The results were generated by a survey of more than 100 industry delegates at the Global Aerospace Summit in Abu Dhabi last week.
The poll revealed that 69.8% of industry professionals believe that aviation infrastructure in their regions is not capable of handling increased capacity required to meet projected future demand.
This could lead to a wealth of missed opportunities given that the Middle East aerospace industry is set to grow at 36.4% over the next decade, faster than China or the Asia Pacific region.
A further 35.2% believe their industry’s growth is not supported and promoted by national governments, which overlook the economic benefits it brings.
James Hogan, Etihad Airways’ president and chief executive, said; “Our industries bring direct economic benefit through jobs and exports. And they are also often ‘multiplier’ businesses which stimulate far wider economic benefits through trade, tourism and associated growth.”

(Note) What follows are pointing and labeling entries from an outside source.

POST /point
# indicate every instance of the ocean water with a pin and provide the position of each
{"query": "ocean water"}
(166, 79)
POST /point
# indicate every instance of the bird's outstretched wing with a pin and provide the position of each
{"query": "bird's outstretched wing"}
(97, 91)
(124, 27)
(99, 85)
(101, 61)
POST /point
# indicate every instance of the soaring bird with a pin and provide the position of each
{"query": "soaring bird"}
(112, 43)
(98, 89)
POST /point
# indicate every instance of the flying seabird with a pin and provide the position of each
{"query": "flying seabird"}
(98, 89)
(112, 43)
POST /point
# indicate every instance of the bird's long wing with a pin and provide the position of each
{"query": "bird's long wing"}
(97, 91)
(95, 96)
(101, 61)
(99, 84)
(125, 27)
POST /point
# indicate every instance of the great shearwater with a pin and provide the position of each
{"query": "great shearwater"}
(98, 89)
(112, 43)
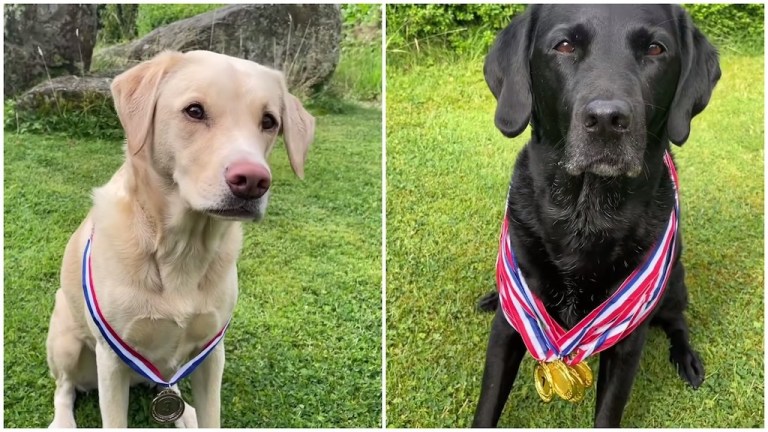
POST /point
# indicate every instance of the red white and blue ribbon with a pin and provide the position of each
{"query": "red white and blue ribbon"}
(136, 361)
(602, 328)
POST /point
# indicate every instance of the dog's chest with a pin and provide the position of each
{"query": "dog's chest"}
(168, 330)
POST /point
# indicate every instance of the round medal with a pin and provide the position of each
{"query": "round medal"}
(167, 406)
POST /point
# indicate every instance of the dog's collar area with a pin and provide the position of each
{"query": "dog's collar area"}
(606, 325)
(125, 352)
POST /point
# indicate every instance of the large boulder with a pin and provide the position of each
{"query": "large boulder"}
(64, 33)
(301, 40)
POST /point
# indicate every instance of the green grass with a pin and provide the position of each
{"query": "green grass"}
(447, 173)
(304, 348)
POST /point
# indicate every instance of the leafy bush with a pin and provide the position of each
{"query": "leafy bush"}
(152, 16)
(97, 119)
(462, 28)
(117, 22)
(735, 26)
(469, 29)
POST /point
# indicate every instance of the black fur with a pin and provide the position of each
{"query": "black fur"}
(590, 194)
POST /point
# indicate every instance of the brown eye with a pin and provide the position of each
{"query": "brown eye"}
(565, 47)
(654, 49)
(268, 122)
(195, 111)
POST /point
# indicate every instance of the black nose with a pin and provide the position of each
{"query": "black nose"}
(607, 117)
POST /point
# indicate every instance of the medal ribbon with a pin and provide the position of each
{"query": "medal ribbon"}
(136, 361)
(605, 326)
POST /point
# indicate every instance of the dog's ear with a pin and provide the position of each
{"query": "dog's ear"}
(507, 74)
(135, 94)
(298, 130)
(699, 72)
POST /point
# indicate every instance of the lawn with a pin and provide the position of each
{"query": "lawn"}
(448, 169)
(304, 347)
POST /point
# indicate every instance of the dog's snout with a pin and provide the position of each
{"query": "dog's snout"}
(607, 116)
(248, 180)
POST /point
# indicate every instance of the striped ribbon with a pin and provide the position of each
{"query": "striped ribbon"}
(136, 361)
(605, 326)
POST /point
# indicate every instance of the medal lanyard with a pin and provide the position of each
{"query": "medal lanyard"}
(605, 326)
(127, 354)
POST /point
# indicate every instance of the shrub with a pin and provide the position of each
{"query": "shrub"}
(469, 29)
(117, 22)
(152, 16)
(735, 26)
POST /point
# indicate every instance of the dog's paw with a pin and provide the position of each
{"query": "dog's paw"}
(188, 420)
(63, 422)
(688, 364)
(488, 302)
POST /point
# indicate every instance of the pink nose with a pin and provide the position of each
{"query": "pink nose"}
(248, 180)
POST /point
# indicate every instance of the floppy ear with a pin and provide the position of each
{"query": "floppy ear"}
(298, 132)
(135, 94)
(700, 70)
(507, 74)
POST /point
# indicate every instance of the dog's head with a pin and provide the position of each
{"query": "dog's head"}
(205, 123)
(601, 81)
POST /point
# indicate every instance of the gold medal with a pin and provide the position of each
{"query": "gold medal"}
(167, 406)
(568, 382)
(543, 381)
(562, 382)
(579, 389)
(582, 368)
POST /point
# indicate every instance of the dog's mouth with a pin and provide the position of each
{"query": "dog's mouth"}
(245, 213)
(604, 167)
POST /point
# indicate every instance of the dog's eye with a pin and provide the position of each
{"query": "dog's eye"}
(565, 47)
(195, 111)
(268, 122)
(655, 49)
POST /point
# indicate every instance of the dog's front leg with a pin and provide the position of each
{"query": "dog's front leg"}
(206, 388)
(502, 360)
(618, 366)
(114, 380)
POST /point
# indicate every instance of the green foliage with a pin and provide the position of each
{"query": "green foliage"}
(86, 119)
(471, 29)
(465, 28)
(152, 16)
(117, 22)
(732, 26)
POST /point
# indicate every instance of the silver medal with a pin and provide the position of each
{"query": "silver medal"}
(167, 406)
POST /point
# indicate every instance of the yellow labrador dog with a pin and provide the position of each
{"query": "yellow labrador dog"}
(164, 233)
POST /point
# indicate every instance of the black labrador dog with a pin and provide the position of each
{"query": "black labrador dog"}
(605, 89)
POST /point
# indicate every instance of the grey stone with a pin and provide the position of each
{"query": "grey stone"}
(65, 34)
(301, 40)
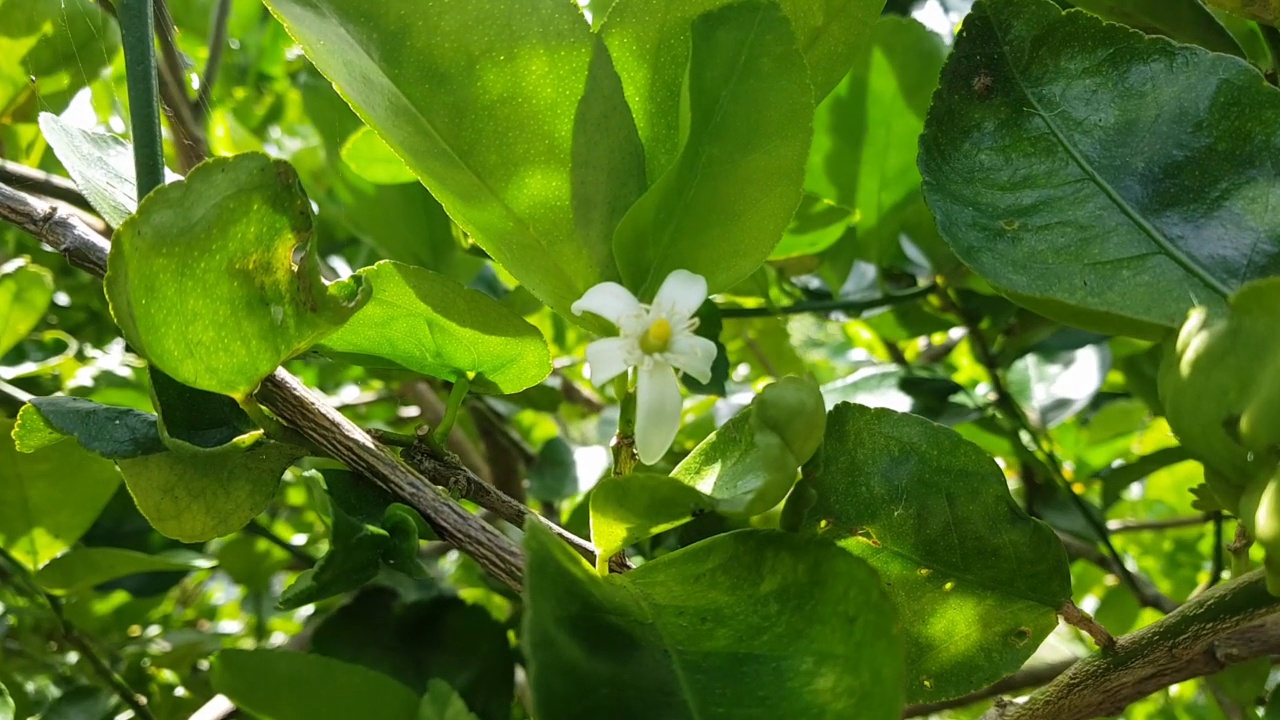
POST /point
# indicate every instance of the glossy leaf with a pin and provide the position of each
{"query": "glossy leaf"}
(650, 46)
(85, 568)
(371, 159)
(443, 702)
(867, 131)
(440, 89)
(279, 684)
(26, 291)
(100, 163)
(632, 507)
(430, 324)
(50, 497)
(932, 513)
(195, 495)
(711, 632)
(109, 431)
(424, 643)
(209, 259)
(1084, 214)
(727, 196)
(1184, 21)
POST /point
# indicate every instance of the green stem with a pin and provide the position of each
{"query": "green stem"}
(137, 31)
(830, 305)
(451, 410)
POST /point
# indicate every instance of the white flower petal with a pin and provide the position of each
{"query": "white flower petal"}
(693, 355)
(681, 294)
(657, 411)
(608, 300)
(608, 358)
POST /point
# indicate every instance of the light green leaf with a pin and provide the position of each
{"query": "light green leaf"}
(481, 100)
(279, 684)
(723, 203)
(630, 509)
(750, 463)
(650, 46)
(442, 702)
(50, 497)
(83, 568)
(932, 513)
(195, 495)
(201, 279)
(1077, 213)
(371, 159)
(867, 131)
(100, 163)
(1184, 21)
(26, 291)
(109, 431)
(432, 324)
(735, 647)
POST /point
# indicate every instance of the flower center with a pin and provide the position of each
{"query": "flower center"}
(657, 337)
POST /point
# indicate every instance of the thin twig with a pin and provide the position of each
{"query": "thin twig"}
(830, 305)
(216, 46)
(1134, 525)
(297, 406)
(21, 579)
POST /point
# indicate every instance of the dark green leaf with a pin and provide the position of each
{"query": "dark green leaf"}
(50, 497)
(711, 632)
(110, 431)
(1082, 213)
(195, 495)
(425, 642)
(278, 684)
(932, 513)
(1184, 21)
(85, 568)
(727, 196)
(429, 323)
(209, 260)
(507, 177)
(24, 295)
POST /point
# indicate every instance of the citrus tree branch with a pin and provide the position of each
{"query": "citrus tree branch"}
(1230, 623)
(291, 401)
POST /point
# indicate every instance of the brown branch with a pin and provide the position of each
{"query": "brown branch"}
(286, 396)
(1226, 624)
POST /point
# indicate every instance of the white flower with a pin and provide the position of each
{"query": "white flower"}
(657, 340)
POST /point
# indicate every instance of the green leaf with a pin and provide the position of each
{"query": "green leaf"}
(109, 431)
(485, 118)
(100, 163)
(630, 509)
(1074, 212)
(371, 159)
(208, 260)
(867, 131)
(750, 463)
(1184, 21)
(278, 684)
(430, 324)
(650, 46)
(723, 203)
(711, 632)
(50, 497)
(932, 513)
(26, 291)
(193, 493)
(83, 568)
(442, 702)
(423, 643)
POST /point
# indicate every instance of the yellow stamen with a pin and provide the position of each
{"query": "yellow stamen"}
(657, 337)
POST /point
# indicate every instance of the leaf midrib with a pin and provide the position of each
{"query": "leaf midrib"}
(1176, 254)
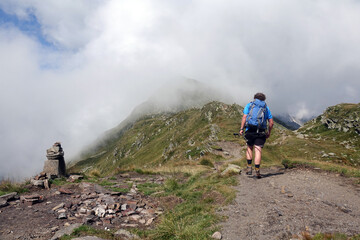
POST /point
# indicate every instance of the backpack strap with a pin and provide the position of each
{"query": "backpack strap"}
(261, 117)
(250, 113)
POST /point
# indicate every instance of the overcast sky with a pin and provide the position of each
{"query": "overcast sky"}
(70, 70)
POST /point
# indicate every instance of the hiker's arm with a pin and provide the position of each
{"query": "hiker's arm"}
(243, 124)
(271, 124)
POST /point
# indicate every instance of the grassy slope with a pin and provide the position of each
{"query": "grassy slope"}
(184, 138)
(173, 139)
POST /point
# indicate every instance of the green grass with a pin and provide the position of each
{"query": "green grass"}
(59, 181)
(194, 217)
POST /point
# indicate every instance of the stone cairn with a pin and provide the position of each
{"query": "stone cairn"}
(55, 164)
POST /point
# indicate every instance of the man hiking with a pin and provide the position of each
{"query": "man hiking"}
(255, 118)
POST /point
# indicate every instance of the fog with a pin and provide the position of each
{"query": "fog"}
(70, 70)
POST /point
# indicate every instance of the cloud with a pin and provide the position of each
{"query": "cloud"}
(100, 59)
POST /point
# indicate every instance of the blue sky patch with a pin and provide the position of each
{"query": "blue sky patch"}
(29, 26)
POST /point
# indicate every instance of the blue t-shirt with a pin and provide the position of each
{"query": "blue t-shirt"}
(267, 112)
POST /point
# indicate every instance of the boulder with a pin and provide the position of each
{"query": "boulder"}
(125, 234)
(67, 230)
(9, 196)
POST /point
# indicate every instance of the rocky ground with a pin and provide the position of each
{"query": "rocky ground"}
(48, 214)
(285, 204)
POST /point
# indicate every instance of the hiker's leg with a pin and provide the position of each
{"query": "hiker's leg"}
(249, 152)
(257, 155)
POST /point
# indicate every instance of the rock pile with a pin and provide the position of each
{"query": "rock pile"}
(7, 198)
(55, 165)
(29, 200)
(96, 205)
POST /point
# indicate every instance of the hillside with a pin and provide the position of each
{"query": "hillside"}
(335, 134)
(181, 138)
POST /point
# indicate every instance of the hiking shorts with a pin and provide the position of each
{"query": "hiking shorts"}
(254, 138)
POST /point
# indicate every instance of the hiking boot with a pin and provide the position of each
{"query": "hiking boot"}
(258, 175)
(249, 170)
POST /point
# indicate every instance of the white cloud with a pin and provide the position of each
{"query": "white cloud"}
(113, 55)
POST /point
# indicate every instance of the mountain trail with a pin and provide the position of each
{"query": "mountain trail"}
(285, 203)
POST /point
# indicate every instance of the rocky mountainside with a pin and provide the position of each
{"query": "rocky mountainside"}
(187, 137)
(338, 131)
(170, 99)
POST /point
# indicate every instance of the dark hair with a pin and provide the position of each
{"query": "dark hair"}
(260, 96)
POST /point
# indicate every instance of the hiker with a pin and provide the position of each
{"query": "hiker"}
(255, 118)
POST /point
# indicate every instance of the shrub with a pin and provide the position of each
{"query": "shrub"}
(206, 162)
(95, 173)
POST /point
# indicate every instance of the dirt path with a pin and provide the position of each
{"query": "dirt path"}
(283, 204)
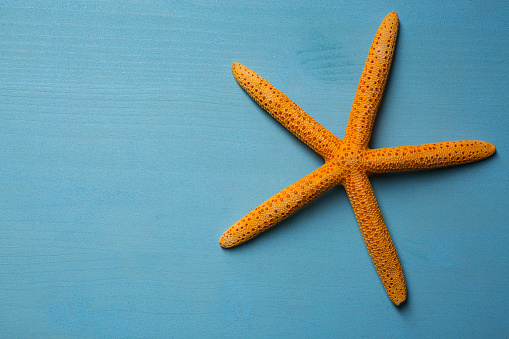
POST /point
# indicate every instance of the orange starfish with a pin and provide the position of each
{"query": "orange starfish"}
(348, 161)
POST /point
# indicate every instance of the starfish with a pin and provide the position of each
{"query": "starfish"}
(348, 161)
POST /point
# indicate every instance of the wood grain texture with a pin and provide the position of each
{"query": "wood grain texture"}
(124, 141)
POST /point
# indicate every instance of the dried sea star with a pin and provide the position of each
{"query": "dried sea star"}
(348, 161)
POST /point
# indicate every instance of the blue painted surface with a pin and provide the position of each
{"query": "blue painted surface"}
(127, 148)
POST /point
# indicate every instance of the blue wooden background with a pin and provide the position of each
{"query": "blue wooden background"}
(127, 149)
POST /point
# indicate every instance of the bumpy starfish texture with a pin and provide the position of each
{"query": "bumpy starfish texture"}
(348, 161)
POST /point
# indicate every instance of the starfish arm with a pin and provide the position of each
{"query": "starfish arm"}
(434, 155)
(372, 83)
(376, 236)
(280, 206)
(287, 112)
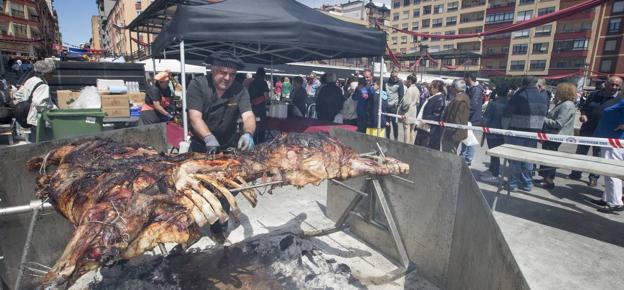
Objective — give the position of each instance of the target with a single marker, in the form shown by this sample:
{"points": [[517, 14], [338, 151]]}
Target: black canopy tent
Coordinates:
{"points": [[258, 31]]}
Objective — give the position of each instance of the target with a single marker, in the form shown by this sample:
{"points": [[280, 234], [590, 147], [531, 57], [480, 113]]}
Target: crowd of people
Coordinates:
{"points": [[530, 108]]}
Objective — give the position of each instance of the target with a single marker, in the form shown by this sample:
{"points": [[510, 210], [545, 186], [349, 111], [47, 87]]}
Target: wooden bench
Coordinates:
{"points": [[556, 159]]}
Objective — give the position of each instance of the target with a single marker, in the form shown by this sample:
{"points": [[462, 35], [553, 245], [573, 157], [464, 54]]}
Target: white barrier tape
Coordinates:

New markets and workforce development were also highlighted as the two key challenges facing aviation in the UAE.
According to the survey, 44.9% of industry professionals believe developing new products and new markets is their key challenge, while 22.4% believe workforce and human resource development is the primary issue.
Human capital development was a core theme of the Summit, and the survey showed clear concerns in this area. The two major issues are talent retention, and recruitment of new graduates with the correct skill set. A lesser concern was expressed over the ability to source appropriate training and development for existing staff.
Homaid Al Shemmari, chief executive officer of Mubadala Aerospace and Engineering Services, said; “Human capital development is one of the key challenges facing our industry today. That is true in developed markets, where other education and career choices are winning out against our industries, and in emerging markets, where education, training and on-job experience are all issues.”